A Biomechanical Comparison of Shape Design and Positioning of Transforaminal Lumbar Interbody Fusion Cages

Garet C Comer 1, Anthony Behn 1, Shashank Ravi 2, Ivan Cheng 1,
PMCID: PMC4947403  PMID: 27433426

Abstract

Study Design

 Cadaveric biomechanical analysis.

Objective

 The aim of this study was to compare three interbody cage shapes and their position within the interbody space with regards to construct stability for transforaminal lumbar interbody fusion.

Methods

 Twenty L2–L3 and L4–L5 lumbar motion segments from fresh cadavers were potted in polymethyl methacrylate and subjected to testing with a materials testing machine before and after unilateral facetectomy, diskectomy, and interbody cage insertion. The three cage types were kidney-shaped, articulated, and straight bullet-shaped. Each cage type was placed in a common anatomic area within the interbody space before testing: kidney, center; kidney, anterior; articulated, center; articulated, anterior; bullet, center; bullet, lateral. Load-deformation curves were generated for axial compression, flexion, extension, right bending, left bending, right torsion, and left torsion. Finally, load to failure was tested.

Results

 For all applied loads, there was a statistically significant decrease in the slope of the load-displacement curves for instrumented specimens compared with the intact state (p < 0.05) with the exception of right axial torsion (p = 0.062). Among all instrumented groups, there was no statistically significant difference in stiffness for any of the loading conditions or load to failure.

Conclusions

 Our results failed to show a clearly superior cage shape design or location within the interbody space for use in transforaminal lumbar interbody fusion.

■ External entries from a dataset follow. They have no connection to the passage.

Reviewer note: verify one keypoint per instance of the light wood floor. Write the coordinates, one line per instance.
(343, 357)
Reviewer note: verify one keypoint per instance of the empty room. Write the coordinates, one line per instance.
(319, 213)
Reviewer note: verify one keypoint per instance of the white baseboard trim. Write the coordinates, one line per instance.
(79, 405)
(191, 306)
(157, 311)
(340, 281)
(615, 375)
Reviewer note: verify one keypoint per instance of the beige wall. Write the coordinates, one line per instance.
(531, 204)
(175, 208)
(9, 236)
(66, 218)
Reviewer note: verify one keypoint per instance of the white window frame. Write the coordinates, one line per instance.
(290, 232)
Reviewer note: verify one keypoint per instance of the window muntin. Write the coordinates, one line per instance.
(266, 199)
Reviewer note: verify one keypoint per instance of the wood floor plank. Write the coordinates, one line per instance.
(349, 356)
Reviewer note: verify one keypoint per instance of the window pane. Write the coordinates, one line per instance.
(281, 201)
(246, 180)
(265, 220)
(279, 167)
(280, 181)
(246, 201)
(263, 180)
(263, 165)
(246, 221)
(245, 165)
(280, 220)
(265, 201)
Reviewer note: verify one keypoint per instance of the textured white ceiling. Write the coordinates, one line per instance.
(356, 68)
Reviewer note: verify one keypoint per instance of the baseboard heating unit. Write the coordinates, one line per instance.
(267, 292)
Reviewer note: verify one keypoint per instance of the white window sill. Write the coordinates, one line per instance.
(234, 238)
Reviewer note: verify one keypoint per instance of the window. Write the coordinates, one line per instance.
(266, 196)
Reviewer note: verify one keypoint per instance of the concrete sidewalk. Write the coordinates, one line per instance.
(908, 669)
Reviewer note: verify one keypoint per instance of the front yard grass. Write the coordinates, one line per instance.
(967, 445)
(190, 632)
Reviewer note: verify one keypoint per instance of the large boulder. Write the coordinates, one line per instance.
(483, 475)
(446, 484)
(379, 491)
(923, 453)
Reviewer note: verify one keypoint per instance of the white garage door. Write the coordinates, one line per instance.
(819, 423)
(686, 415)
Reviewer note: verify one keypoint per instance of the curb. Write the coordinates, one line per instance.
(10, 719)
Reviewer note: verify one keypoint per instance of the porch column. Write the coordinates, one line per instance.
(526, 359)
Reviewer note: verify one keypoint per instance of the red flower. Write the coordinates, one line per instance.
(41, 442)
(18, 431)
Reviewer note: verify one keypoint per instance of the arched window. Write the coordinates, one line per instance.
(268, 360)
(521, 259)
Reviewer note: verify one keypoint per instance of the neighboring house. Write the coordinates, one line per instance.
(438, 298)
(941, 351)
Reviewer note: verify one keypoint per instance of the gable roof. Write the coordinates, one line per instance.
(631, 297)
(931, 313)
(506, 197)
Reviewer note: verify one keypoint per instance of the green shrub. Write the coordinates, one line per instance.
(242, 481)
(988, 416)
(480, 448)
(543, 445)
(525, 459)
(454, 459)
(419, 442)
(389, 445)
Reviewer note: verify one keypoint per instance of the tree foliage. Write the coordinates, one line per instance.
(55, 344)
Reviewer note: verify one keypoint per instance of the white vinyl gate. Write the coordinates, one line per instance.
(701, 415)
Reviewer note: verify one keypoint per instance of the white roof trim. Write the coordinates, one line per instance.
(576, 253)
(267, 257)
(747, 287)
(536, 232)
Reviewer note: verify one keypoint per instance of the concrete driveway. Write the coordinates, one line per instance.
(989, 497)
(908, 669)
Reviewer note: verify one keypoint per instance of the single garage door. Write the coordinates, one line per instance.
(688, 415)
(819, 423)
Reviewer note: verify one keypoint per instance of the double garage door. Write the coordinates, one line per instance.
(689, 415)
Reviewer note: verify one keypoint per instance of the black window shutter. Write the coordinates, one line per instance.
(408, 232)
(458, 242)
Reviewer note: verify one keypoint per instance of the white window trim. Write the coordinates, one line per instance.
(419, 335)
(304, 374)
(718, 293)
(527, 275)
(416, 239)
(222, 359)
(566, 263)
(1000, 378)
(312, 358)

Keywords: transforaminal lumbar interbody fusion, interbody cage, lumbar fusion, lumbar spine, spinal instrumentation, biomechanics

Introduction

Lumbar spinal arthrodesis is an increasingly common procedure with many variations on approach and technique.1 Transforaminal lumbar interbody fusion (TLIF) was introduced by Harms and Rolinger in 1982 and has become a popular method of lumbar spinal arthrodesis to treat a variety of disorders.2 TLIF has the potential advantages of less blood loss, shorter hospitalizations, less nerve root retraction, and less soft tissue disruption when compared with other techniques.3 4

The TLIF technique generally involves a posterior approach with partial resection of a unilateral facet joint and decompression of the foramina to gain access to the disk space with minimal thecal sac and nerve root retraction. Because the contralateral lamina, facet, and pars are spared, further surface area can be available for a posterior fusion, and potentially less spinal destabilization is imparted by the procedure.5 6 7 The TLIF has an additional benefit in that it can be performed at the upper lumbar levels where anterior access may be more problematic.8

The goals of placing the interbody fusion cages are to maintain or restore sagittal alignment and provide interbody stability as the fusion develops between motion segments. Many cage designs, sizes, and insertion techniques are commercially available today for implantation during a TLIF procedure. Despite the widespread use of these cages, little evidence is available to guide the surgeon on the optimal cage shape design and placement location within the interbody space. Cho et al compared kidney- and bullet-shaped cage designs and found no difference in construct stability in a cadaveric biomechanical study.9 Similarly, Faundez et al found no statistically significant difference in the construct stability between anteriorly or posteriorly placed interbody cages in a cadaveric biomechanical study.10 Clinically, however, higher rates of cage subsidence and nonunion were noted in patients undergoing TLIF with cages placed centrally versus cages placed anteriorly within the interbody space.11

We performed the present study to evaluate the effects of both the shape design and the position of the interbody cages on the construct stability. Our first hypothesis was that an interbody cage design with a larger contact area would confer greater stability than a smaller cage design. Our second hypothesis was that placement along the cortical rims either anteriorly or laterally between the end plates would confer greater stability than a cage placed centrally in the interbody space.

Methods

We acquired 13 fresh cadaveric human lumbar spines (age 73 ± 13 years, range: 51 to 88, 10 male, 3 female) from which 26 motion segments, L2–L3 and L4–L5, were harvested for biomechanical evaluation. Two L2–L3 and four L4–L5 specimens were excluded from testing due the presence of torn ligaments, disk calcification, or improper cement fixation prior to mechanical testing. Plain films of each motion segment were obtained to ensure no major structural abnormalities were present. Additionally, bone mineral density was obtained on each specimen via dual-energy X-ray absorptiometry scan to ensure no specimen was osteopenic.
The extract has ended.